Mas por trás da explicação técnica estava uma explicação enraizada na experiência geracional com a tecnologia. “Qualquer um de nós, millennials, não tínhamos telefones para gravar”, disse ele. “Você sabe o que eu tinha no ensino médio? Uma câmera digital que gravava uns 20 segundos, e então eu tive que conectá-la a um computador e baixá-la.”

Para os millennials, a narrativa visual foi algo aprendido deliberadamente: aulas de fotografia, estudos de cinema e primeiros tutoriais no YouTube sobre composição e iluminação.
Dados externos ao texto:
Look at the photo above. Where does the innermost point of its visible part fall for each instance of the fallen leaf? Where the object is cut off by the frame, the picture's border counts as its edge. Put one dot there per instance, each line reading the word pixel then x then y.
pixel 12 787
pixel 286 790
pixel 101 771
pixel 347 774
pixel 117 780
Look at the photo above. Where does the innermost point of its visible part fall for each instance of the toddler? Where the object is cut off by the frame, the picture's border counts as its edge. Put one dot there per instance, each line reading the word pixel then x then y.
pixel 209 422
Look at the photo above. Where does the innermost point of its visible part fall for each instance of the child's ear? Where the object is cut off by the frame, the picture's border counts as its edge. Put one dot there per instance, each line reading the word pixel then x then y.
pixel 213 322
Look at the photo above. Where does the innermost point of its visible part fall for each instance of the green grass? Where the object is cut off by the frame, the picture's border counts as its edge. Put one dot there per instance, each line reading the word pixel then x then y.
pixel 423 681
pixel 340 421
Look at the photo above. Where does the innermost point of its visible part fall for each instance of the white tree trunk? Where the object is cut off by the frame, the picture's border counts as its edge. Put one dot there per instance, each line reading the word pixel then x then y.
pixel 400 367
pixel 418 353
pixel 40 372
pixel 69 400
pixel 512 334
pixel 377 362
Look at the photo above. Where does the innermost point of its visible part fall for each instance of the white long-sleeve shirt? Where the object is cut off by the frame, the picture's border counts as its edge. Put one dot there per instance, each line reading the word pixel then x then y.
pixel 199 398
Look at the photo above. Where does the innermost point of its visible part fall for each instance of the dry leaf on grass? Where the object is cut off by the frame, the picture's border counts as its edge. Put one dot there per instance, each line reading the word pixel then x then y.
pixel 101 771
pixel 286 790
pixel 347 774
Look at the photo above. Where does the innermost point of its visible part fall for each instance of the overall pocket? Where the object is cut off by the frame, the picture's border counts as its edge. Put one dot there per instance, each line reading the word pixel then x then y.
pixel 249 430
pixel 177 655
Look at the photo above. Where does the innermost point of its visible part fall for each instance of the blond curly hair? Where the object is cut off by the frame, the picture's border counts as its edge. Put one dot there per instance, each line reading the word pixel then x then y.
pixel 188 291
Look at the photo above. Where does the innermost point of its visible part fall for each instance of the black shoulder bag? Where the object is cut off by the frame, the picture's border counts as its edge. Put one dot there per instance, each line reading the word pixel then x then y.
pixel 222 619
A gramática das imagens, assim como a regra dos terços, era ensinada como uma habilidade.

A Geração Z, por outro lado, cresceu com câmeras frontais no bolso. O vídeo não era apenas algo que você aprendia em uma aula. Era algo que você fazia constantemente, desde muito jovem. O resultado é uma linguagem visual diferente: enquadramento mais próximo, contato visual direto com a câmera e composições otimizadas para uma tela de telefone vertical em vez de equilíbrio cinematográfico.

Como sou da geração Y, não acho que nenhuma das abordagens seja necessariamente errada. São apenas produtos de diferentes ecossistemas de mídia.

A geração do milênio foi criada com câmeras e filmadoras que aderiram às regras tradicionais da fotografia. O vídeo parecia mais próximo do cinema. A Geração Z foi criada em smartphones e plataformas de mídia social onde o imediatismo e a intimidade são mais importantes do que a composição dos livros didáticos. O objetivo não é enquadrar uma cena como um diretor – é sentir como se você estivesse conversando pelo FaceTiming com um amigo.

Até mesmo o criador que iniciou o debate sobre o “espaço milenar” acabou respondendo com outro vídeo que se afastou da piada (mas, notavelmente, manteve o ângulo da câmera apertado).

“Todas essas coisas pelas quais provocamos uns aos outros”, disse @taylormknott em um TikTok subsequente, “são indicadores de uma verdade maior que expõe como interagimos com a tecnologia de maneira diferente com base em quando tivemos acesso a ela durante nosso desenvolvimento infantil”.

Em outras palavras, o debate sobre quanto espaço você deixa acima de sua cabeça em um vídeo não tem nada a ver com enquadramento. É sobre como duas gerações aprenderam a se ver diante das câmeras e como as ferramentas com as quais cresceram moldaram a aparência do “normal” na tela.

Então, quando a Geração Z brinca sobre o “espaço millennial”, eles não estão apenas torrando ângulos de câmera millennials. Eles estão apontando para um estilo visual moldado por uma Internet anterior. E quando os millennials defendem isso, eles estão defendendo algo totalmente diferente – a ideia de que enquadrar uma foto é uma arte.

Como a maioria dos debates geracionais na Internet, o argumento é menos sobre quem está certo e mais sobre a rapidez com que os hábitos da mídia evoluem. O que parece correto para uma geração pode parecer completamente errado para outra.

Mesmo quando é apenas o espaço acima da sua cabeça.